How life insurance is accounted for depends on whether you are talking about an individual policyholder or an insurance company.

For an individual policyholder, life insurance payments are generally not accounted for in personal financial statements except to the extent that they represent an expense (the premium payments) or an asset (the cash surrender value of a whole life policy).

Life insurance premiums are typically considered personal expenses, and thus, they are not tax-deductible. However, if a policy has a cash surrender value, such as a whole life insurance policy, that can be included as an asset on a personal balance sheet. The cash surrender value is the amount of money an insurance company will pay to the policyholder if the policy is voluntarily terminated before its maturity or the insured event occurs.

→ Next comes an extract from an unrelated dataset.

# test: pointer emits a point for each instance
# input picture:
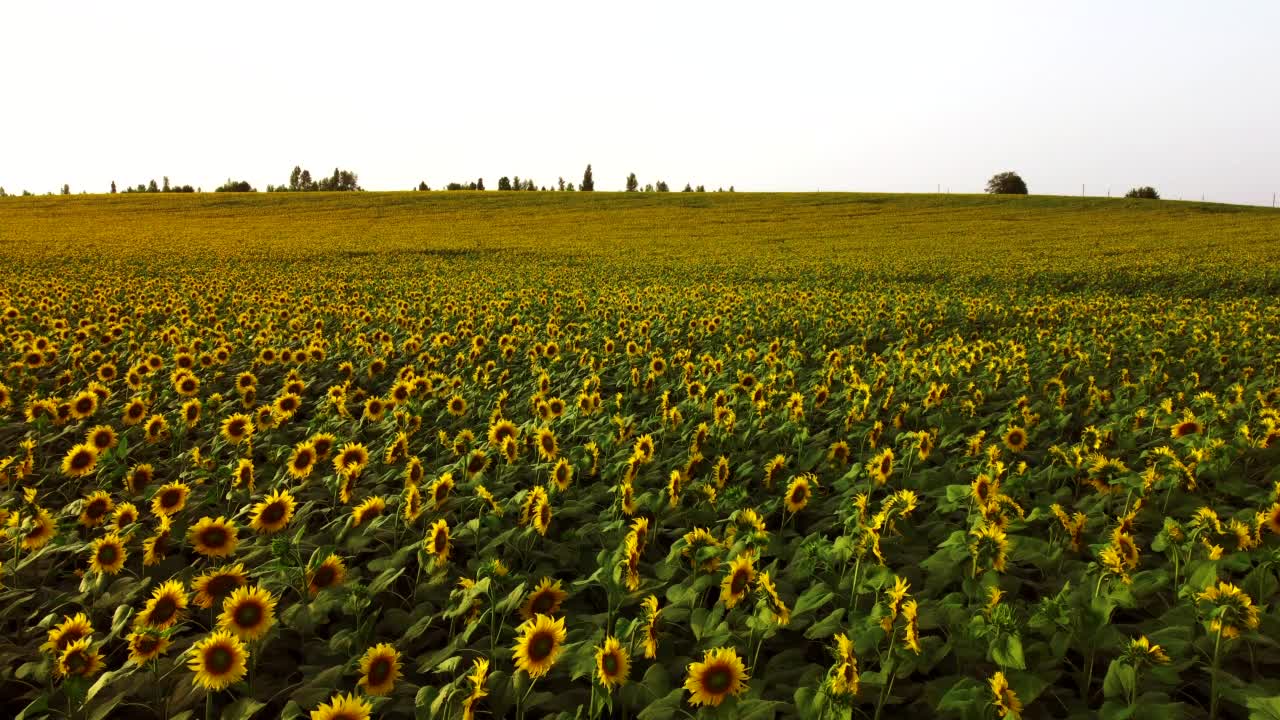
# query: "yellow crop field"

From the perspective of an insurance company, life insurance is accounted for differently. Insurance companies recognize premium revenue over the term of the insurance contract and set up a liability known as the “future policyholder benefits,” which represents the present value of expected future payments to policyholders. They also establish an asset known as the “deferred policy acquisition costs,” which represents the costs of acquiring new policies (such as commissions and underwriting expenses) that are to be recognized over the term of the insurance contracts.

In general, the accounting for life insurance can be complex and is subject to rules set by financial regulators and standard-setting bodies, such as the Financial Accounting Standards Board (FASB) in the U.S. For the specifics of accounting for life insurance in a business context (for example, if a business purchases life insurance on key employees), it would be best to consult with a certified public accountant or other financial professional.

Example of How to Account for Life Insurance

Let’s look at examples from the perspective of both an individual and an insurance company.

Individual Policyholder:

Let’s say Jane has a whole life insurance policy for which she pays an annual premium of $5,000. This premium payment would be considered a personal expense in Jane’s yearly budget.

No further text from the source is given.